After the real estate market crash, creative plaintiff’s attorneys in eastern North Carolina were quick to turn to the Equal Credit Opportunity Act (ECOA), 15 U.S.C. § 1691 et seq., and its implementing regulations, 12 C.F.R. §202.1 et seq. (commonly known as Reg B), to release guarantors of their obligations for failed real estate investments. Litigation focused heavily on spousal guarantees, because while there is not a blanket prohibition against spousal guarantees under ECOA, determinations of when a spousal guaranty is permissible are confusing at best and a potential minefield for lenders.

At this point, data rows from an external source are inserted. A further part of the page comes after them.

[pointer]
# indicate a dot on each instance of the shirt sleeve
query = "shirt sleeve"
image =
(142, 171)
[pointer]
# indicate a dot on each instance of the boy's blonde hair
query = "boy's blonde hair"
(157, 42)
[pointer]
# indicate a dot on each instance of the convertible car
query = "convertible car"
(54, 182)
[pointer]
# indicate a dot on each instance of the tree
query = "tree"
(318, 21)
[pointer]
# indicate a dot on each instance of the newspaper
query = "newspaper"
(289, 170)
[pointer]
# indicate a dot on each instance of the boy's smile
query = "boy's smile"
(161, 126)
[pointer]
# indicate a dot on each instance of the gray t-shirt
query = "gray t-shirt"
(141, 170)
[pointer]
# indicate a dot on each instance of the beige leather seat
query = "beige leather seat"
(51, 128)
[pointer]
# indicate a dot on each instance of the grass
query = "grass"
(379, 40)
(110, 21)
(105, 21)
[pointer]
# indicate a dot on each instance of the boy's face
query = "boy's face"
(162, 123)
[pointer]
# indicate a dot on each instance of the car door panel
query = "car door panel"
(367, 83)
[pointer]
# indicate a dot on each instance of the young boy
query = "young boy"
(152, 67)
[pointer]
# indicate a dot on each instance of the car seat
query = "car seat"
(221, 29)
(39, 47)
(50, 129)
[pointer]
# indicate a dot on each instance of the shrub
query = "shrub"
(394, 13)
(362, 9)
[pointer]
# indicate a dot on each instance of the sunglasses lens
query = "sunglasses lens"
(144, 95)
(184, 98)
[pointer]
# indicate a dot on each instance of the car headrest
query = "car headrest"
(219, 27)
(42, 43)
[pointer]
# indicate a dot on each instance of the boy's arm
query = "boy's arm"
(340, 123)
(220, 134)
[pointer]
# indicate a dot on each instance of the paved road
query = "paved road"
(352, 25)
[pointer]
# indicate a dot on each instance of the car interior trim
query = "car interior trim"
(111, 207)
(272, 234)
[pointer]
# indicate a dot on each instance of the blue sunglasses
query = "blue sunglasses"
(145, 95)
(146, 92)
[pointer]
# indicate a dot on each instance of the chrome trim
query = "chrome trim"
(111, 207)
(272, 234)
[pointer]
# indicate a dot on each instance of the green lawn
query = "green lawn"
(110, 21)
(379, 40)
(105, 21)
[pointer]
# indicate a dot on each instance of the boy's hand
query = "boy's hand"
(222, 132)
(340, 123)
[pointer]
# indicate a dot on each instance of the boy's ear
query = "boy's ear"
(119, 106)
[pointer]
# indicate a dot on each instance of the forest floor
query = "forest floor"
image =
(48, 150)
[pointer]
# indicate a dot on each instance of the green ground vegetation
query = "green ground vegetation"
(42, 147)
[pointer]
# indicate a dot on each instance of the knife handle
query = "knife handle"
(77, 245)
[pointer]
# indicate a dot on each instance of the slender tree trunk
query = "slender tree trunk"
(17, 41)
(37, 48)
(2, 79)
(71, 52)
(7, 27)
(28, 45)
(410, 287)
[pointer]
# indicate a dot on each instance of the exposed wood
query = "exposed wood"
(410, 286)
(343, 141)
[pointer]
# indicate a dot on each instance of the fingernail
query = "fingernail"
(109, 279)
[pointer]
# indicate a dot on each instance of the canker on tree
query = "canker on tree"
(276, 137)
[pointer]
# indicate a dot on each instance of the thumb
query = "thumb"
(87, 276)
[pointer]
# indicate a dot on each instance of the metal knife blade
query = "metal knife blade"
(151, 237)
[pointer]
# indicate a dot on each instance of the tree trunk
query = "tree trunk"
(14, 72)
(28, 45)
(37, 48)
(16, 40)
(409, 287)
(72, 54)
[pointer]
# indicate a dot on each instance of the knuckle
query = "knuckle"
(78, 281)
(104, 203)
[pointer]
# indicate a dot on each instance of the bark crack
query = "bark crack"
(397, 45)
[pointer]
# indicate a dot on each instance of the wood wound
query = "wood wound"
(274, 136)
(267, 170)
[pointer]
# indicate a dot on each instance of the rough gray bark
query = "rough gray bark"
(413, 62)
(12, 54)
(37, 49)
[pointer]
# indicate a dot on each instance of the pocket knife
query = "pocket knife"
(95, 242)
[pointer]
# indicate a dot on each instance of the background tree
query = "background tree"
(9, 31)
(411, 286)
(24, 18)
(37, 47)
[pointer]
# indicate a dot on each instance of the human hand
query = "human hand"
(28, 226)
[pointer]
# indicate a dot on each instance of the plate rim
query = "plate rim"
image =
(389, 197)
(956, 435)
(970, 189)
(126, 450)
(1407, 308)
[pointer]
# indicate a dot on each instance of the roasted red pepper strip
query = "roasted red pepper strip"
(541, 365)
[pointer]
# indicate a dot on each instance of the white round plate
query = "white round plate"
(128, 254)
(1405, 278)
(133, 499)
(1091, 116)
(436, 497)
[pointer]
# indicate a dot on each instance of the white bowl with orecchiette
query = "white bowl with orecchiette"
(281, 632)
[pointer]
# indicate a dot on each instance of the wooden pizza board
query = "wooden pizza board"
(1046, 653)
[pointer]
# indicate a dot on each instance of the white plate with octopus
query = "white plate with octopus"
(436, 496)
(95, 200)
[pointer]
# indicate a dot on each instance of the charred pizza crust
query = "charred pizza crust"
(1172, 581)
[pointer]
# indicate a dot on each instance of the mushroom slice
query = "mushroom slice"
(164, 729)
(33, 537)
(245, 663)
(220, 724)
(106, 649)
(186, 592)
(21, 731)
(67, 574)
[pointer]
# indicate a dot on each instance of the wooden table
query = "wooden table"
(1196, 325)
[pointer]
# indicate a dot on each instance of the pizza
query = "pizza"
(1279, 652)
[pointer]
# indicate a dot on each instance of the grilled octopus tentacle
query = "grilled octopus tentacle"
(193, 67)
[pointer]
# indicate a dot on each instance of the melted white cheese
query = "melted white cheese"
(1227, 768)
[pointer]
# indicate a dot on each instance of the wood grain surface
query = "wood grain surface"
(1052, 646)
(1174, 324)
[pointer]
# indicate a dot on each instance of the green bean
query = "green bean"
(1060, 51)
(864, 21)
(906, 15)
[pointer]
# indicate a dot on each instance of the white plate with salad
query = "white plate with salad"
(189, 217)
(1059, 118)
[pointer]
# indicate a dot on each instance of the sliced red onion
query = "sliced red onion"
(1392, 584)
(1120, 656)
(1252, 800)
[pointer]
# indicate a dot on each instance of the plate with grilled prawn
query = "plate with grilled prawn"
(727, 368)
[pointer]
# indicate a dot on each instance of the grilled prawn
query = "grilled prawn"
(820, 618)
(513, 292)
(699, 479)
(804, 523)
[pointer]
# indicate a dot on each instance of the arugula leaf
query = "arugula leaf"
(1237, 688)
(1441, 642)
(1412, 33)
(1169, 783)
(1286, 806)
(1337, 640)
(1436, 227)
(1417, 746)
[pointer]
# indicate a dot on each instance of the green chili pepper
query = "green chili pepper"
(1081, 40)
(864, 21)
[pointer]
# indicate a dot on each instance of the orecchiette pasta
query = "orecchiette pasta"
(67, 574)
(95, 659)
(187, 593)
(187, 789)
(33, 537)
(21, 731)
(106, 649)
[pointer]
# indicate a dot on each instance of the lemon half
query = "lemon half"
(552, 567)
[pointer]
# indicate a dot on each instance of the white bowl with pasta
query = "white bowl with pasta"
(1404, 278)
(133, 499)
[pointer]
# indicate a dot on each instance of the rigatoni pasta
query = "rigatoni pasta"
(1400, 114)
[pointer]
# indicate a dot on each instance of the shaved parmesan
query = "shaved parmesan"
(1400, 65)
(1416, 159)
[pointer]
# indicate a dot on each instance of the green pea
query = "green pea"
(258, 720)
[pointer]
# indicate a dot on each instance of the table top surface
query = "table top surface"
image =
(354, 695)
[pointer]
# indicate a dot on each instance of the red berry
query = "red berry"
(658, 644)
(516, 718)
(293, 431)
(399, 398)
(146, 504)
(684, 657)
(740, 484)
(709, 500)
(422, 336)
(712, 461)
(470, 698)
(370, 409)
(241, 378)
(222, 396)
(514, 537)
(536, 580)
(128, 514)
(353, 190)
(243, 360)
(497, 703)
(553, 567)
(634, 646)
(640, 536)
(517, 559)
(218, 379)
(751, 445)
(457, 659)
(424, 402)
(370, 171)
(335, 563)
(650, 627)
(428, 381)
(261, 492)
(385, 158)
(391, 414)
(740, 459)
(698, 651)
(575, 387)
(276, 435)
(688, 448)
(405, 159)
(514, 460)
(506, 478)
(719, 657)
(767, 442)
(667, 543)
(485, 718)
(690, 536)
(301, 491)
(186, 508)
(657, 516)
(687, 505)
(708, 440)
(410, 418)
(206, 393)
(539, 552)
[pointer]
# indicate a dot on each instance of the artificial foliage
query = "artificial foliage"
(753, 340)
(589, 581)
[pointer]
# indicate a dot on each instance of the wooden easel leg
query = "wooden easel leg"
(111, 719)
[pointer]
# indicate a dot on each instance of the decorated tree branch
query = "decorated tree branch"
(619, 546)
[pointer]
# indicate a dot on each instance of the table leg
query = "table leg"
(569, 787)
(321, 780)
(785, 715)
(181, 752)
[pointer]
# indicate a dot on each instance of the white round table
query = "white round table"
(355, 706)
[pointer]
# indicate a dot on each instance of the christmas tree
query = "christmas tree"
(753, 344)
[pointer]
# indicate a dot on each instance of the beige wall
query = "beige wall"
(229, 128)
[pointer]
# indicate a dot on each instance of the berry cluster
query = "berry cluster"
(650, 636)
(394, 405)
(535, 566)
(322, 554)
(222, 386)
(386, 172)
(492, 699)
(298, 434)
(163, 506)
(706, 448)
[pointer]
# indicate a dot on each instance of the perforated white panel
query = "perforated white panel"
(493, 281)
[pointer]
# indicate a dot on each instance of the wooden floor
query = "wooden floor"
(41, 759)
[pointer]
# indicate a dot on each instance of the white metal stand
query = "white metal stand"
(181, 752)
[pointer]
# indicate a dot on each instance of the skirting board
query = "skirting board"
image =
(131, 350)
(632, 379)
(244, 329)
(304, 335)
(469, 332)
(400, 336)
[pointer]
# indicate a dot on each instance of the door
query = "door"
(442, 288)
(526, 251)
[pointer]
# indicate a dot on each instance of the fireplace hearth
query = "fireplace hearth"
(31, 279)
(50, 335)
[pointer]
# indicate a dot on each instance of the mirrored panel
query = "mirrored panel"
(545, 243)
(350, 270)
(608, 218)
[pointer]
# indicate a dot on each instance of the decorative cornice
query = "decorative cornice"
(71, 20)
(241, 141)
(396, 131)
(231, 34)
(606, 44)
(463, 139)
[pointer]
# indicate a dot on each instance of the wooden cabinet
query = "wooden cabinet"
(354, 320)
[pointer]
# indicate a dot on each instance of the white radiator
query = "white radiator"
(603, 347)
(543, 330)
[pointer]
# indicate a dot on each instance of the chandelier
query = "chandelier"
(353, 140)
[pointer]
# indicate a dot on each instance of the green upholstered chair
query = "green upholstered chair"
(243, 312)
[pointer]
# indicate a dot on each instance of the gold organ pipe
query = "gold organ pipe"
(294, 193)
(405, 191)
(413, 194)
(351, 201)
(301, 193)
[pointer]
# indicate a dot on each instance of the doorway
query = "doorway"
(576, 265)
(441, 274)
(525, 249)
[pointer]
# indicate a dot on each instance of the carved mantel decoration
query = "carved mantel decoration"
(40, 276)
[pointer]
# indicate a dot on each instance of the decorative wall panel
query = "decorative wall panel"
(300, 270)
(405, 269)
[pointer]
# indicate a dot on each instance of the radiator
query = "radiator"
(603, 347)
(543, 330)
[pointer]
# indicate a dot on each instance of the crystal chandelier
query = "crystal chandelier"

In RL Regi North Carolina v. Lighthouse Cove (Lighthouse), the North Carolina Court of Appeals, in a unanimous affirmation of the trial court, found the lender violated ECOA by requiring a spousal guaranty. In Lighthouse, a wife guaranteed the debt of her husband’s real estate development business even though she was not a member of the borrowing entity, nor an owner of the collateral securing the loan. Based on these facts, the court determined the act of obtaining the guaranty was a “requirement” in violation of ECOA. Although the wife executed a forbearance agreement after the borrower’s initial default, inclusive of a provision waiving all defenses, the court found the waiver did not include the defense that the guaranty was acquired in violation of ECOA.
On further appeal, the Supreme Court of North Carolina, in its review of Lighthouse, found it unnecessary to wade into the ECOA quagmire determining instead the forbearance agreement and resulting waiver was enforceable. The court highlighted that parties routinely forego claims in the course of settlement; and, in Lighthouse, the waiver of claims was a negotiated benefit of the agreement with the lender to forbear. Therefore, while the state of spousal guarantees remains confusing, creditors conducting business in North Carolina gained an important take-away: carefully draft forbearance agreements, modifications, and renewals. Ensuring documentation includes waivers may be the difference between recovery of indebtedness or loss.